The West Wyalong grower is the third generation of his family to be involved in agriculture and is a staunch advocate of training describing it as ‘the most important thing’ farmers can do to improve their business and ensure they stay competitive and profitable in a changing world.

“I came back onto the farm when I was 15 to a very traditional farming base and like a lot of young people I returned to the industry with very limited real life experience,” he explained.

While the farming operation, along with his knowledge has expanded in the 35 years since he took over the family property, “Millewah”, he said being prepared to learn and embrace training has been an integral part of that growth.

“Training’s probably the most important thing farmers can have. We all come out of school with limited real life experience so ongoing education is critical,” Mr Bolte said.

“The fact is farming is not a lifestyle anymore, it’s a business and businesses need to be managed properly and we need training to do that.”

His motivation for continuing to embrace learning is centred on improving his family property. Today he farms around 6500 hectares in what is primarily a winter crop-focused operation, with canola, wheat and barley and a legume rotation of lentils, chickpeas, vetch and faba beans.

He is also a staunch believe in training and building on the knowledge of the next generation of young people involved in agriculture.

“We’re certainly trying to steward younger growers and encourage them to be looking at how they farm and how they look after their land and hopefully try to improve it as they in turn pass it on to the next generation.”

Mr Bolte was speaking out about the benefits of training to encourage his fellow growers to participate in a future training needs survey for the AgSkilled initiative.

The AgSkilled initiative, announced in December by the Deputy Premier of NSW and Minister for Skills, John Barilaro, has allocated $14.7 million over three-years to increase staff skill levels and attract industry newcomers with the aim of improving the productivity and profitability of the grains and cotton industries.

The Grains Research and Development Corporation (GRDC) and Cotton Australia are now in the process of conducting an industry-wide training needs survey that will help us understand the immediate and future training needs of growers, on-farm staff and the broader industry. The results of this survey will inform the rollout of the AgSkilled project across NSW.
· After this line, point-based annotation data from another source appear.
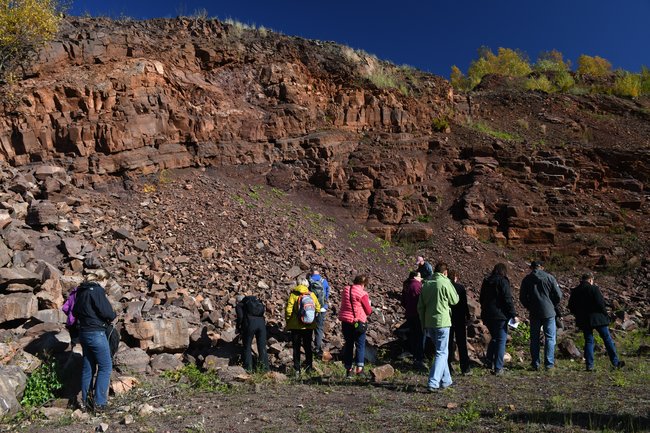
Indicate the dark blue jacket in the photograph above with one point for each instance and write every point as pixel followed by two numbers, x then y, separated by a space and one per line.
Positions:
pixel 588 306
pixel 540 294
pixel 91 308
pixel 496 299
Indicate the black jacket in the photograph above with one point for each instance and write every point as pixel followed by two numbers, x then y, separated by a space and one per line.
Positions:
pixel 246 320
pixel 496 299
pixel 460 311
pixel 540 294
pixel 588 306
pixel 91 308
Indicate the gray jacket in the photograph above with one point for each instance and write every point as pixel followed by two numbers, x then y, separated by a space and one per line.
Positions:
pixel 540 294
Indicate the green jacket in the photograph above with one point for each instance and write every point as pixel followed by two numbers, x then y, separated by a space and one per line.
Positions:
pixel 292 310
pixel 436 299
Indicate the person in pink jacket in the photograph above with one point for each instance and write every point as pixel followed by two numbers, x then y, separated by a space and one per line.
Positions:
pixel 354 312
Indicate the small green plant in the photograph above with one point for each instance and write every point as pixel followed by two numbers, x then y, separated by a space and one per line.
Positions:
pixel 440 124
pixel 520 336
pixel 465 418
pixel 627 84
pixel 42 384
pixel 541 83
pixel 487 129
pixel 200 380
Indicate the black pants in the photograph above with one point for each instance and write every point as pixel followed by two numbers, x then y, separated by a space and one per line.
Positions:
pixel 416 340
pixel 459 332
pixel 255 327
pixel 302 337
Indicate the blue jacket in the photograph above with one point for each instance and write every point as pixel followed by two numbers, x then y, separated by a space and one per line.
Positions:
pixel 326 287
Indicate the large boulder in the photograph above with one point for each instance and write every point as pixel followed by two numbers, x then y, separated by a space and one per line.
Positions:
pixel 12 386
pixel 163 335
pixel 17 306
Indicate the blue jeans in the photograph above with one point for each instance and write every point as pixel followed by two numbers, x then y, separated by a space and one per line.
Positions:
pixel 439 376
pixel 97 358
pixel 589 345
pixel 497 346
pixel 549 341
pixel 353 339
pixel 318 333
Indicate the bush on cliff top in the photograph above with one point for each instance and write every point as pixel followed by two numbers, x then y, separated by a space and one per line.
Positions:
pixel 25 25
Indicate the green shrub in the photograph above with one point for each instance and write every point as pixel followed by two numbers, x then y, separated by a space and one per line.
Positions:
pixel 645 81
pixel 197 379
pixel 487 129
pixel 25 26
pixel 440 124
pixel 593 66
pixel 506 62
pixel 540 83
pixel 564 81
pixel 627 84
pixel 42 384
pixel 551 61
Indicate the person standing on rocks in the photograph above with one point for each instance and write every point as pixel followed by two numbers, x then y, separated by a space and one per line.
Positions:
pixel 588 306
pixel 93 312
pixel 540 295
pixel 354 312
pixel 497 308
pixel 410 295
pixel 321 288
pixel 434 309
pixel 302 330
pixel 459 319
pixel 251 323
pixel 424 268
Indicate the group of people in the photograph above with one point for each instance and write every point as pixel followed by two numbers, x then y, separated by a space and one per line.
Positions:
pixel 305 312
pixel 436 309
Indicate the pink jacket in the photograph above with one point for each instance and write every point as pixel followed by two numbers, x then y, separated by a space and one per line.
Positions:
pixel 361 304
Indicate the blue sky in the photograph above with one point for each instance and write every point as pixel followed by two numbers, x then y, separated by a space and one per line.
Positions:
pixel 429 34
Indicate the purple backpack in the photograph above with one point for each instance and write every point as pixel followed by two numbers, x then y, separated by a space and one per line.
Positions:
pixel 68 306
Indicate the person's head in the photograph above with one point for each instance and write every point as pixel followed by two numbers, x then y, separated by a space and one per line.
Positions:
pixel 500 269
pixel 99 276
pixel 360 280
Mr Bolte said the AgSkilled survey was reliant on grower input to ensure the right training is delivered to meet on-farm needs.

So he is encouraging his peers to complete the short survey, by going to https://www.surveymonkey.com/r/AgSkilledSurvey

“Training is a life’s journey and we never stop learning and the right, effective training is the quickest way we can learn new ways of doing things and improve the way that we’re running our own farms,” Mr Bolte said.

“The world is changing and we have to change with it and education is the only way we can do it.”